From IMDB: Stéphane, a young French man from Paris, travels to Romania. He is looking for the singer Nora Luca, whom his father had heard all the time before his death. Wandering along a frozen road, he meets old Izidor, a member of the Roma (Gypsy) and tells him of Nora Luca. Izidor seems to understand and takes him to his village. Stéphane believes that Izidor will take him to Nora Luca when the time has come.
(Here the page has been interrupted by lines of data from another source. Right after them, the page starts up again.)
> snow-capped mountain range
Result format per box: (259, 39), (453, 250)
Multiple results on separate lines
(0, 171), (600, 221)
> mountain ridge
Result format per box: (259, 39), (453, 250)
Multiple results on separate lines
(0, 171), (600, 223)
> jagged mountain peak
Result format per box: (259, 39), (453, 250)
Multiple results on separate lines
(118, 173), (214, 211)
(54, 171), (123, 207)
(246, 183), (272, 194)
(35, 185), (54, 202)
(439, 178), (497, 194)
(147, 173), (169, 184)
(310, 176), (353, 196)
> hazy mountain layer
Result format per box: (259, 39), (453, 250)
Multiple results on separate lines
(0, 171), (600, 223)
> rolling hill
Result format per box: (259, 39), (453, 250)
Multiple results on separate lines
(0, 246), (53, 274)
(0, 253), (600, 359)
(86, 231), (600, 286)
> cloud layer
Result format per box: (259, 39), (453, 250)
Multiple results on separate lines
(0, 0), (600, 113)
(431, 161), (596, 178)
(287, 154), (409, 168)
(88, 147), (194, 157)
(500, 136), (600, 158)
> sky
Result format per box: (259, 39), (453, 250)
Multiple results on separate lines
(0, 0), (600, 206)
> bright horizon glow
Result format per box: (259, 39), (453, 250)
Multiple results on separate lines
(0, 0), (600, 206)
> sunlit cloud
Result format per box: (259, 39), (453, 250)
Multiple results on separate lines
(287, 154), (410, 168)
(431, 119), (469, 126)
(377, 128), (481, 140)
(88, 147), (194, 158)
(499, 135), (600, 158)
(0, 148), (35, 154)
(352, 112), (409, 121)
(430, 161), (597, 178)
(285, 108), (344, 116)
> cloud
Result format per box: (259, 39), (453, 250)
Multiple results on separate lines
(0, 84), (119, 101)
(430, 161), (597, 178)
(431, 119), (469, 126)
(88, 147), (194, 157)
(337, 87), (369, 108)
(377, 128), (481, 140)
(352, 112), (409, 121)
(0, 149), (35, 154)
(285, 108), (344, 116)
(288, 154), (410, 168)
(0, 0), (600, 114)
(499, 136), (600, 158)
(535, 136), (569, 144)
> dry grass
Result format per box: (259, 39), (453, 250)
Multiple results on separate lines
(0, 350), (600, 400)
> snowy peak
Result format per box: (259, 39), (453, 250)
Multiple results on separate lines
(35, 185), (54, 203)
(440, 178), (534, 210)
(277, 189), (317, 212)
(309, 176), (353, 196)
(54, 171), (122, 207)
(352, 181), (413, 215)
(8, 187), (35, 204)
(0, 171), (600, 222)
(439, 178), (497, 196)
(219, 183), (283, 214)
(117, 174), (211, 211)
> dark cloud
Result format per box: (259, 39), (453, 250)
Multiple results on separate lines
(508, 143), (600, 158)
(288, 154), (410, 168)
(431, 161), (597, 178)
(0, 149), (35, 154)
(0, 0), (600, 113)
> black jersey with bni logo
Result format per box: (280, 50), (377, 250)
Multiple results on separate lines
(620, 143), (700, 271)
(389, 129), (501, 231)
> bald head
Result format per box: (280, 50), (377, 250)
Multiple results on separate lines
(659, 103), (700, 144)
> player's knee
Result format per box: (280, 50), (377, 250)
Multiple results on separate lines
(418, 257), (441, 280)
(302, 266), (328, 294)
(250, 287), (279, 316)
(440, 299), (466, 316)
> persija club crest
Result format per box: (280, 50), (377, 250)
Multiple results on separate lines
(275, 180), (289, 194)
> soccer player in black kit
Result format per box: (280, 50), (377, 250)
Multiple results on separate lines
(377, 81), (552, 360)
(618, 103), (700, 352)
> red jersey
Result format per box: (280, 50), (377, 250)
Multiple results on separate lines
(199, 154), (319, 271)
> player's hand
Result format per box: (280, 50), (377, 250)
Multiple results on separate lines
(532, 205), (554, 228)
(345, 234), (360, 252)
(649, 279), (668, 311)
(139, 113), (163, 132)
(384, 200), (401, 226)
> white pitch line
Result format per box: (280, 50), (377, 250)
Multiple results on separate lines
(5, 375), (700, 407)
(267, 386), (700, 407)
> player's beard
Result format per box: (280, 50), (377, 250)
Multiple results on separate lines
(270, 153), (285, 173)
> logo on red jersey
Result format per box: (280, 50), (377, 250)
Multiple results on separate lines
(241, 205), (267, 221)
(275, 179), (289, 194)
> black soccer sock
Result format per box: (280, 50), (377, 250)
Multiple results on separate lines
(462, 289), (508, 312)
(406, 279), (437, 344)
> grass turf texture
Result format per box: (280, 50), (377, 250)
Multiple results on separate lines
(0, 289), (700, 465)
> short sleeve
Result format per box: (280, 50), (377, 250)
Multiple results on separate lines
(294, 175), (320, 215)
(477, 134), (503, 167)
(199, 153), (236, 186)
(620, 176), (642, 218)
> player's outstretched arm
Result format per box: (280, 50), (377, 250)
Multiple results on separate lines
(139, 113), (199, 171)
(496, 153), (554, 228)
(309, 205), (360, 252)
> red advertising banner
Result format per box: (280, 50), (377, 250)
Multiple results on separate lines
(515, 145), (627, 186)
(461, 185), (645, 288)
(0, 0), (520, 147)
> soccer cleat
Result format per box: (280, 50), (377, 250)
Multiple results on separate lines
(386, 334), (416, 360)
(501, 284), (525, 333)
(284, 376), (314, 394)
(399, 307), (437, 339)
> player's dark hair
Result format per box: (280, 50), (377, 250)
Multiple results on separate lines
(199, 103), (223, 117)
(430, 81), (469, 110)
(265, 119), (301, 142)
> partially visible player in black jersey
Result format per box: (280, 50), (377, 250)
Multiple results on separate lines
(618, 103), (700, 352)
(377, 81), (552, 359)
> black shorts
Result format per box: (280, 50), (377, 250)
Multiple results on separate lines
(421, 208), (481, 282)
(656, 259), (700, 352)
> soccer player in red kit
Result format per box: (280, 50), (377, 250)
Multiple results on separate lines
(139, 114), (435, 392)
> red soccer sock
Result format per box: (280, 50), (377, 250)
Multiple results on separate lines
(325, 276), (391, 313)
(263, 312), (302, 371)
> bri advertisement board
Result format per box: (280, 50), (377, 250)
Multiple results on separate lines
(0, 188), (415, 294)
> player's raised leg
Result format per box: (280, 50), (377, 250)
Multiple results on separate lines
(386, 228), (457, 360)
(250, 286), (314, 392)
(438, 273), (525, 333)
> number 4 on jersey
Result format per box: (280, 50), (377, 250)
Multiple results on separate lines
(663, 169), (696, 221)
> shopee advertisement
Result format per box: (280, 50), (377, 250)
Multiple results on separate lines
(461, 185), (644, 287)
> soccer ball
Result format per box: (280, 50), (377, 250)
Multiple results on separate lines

Tony Gatliff is a Romani (Gypsy) director, hence his numerous Romani (Gypsy) themed films. The beauty and fine music of Romanian Gypsies is what make this movie so extraordinary. The women have such a gorgeous and colorful style of dress. If I wasn’t so sensitive to cultural appropriation, I just might adopt their style of fashion. Actress Rona Hartner is thouroughly charming in her role as the Gypsy translator.
Interesting film review of Gadjo Dilo here.
Scene from Angelo My Love, The Pony Song
Angelo My Love, 1983. Directed by Robert Duvall, filmed in New York City
From IMDB: Angelo My Love delves into the little understood and fascinating world of New York gypsies. Using real gypsies playing fictional versions of themselves. This critically acclaimed film explores the lifestyle, rites, myths and passions of the tight-knit urban subculture. Twelve year-old Angelo Evans is the street-wise. Charmingly precocious son of a fortune teller. When the boy accuses a sleazy gypsy, Steve “Patalay” Tsigonoff, and his foul-mouthed wife, Millie, of stealing an ancestral ring, he chases them to Canada.
Angelo My Love is one of the most enjoyable movies I’ve ever watched but then again, I do have a thing for Romanies. Robert Duvall decided to make the film after being charmed by the real life Angelo. There are very few professional actors in the film, the cast is made up of his Roma family and friends. I recently met some Roma folks here in Los Angeles who said they have family that appears in this movie. Despite some of the not so favorable depictions, it seems many US Romanies love this film.
For a very good review of the film, please see here.
Arrincónamela by Gritos de Guerra from Vengo
Vengo, 2000. Directed by Tony Gatliff, filmed in Anadalucia, Spain
From IMDB: Caco is a proud, handsome man, head of a family, and very powerful in the local community. Yet he has been torn to pieces by the death of his beloved daughter. He constantly visits her grave, weeps silently at her photo and has transferred all his wildly protective love and attention onto his mentally challenged nephew, Diego.
I would love to have a party like this one day! This song is so infectiously catchy. It sticks in my head for days at a time. By the way, the woman singing to the left of the guitarist is Remedios Silva Pisa. Remember her because she is the focus of next week’s video selection.
Scenes from the movie La Faraona starring Lola Flores singing Un Mundo Raro.
La Faraona, 1955. Director Rene Cardona Jr., filmed in Mexico
A real gem of a movie made during the golden age of Mexican cinema. The story is of a young Gitana who moves back to Mexico from Spain when she receives news her rich uncle is on his death bed. Of course, she brings her Gitano tribu along with her and they all dazzle the Mexican family with their flashy Flamenco moves. I love the beginning scene where she attempts to speak Mexican Spanish and even attempts a grito. I wonder if my attempts at Flamenco jaleos sound like her gritos. Oh, oh. I also picked this scene because it features a more authentic kind of Flamenco and not the wild, skirt flipping personal style of Spanish dancing Lola Flores is famous for.
Hope you enjoyed this small sampling of clips. There are many more I’d love to share and perhaps one of these days I’ll get around to compliling a part two.
*Romani is the preferred term for the people known as Gypsies. Gitano or Calo is often used in Spain to describe Romanies and in the Balkans, Cigani or Tsigane is commonly used.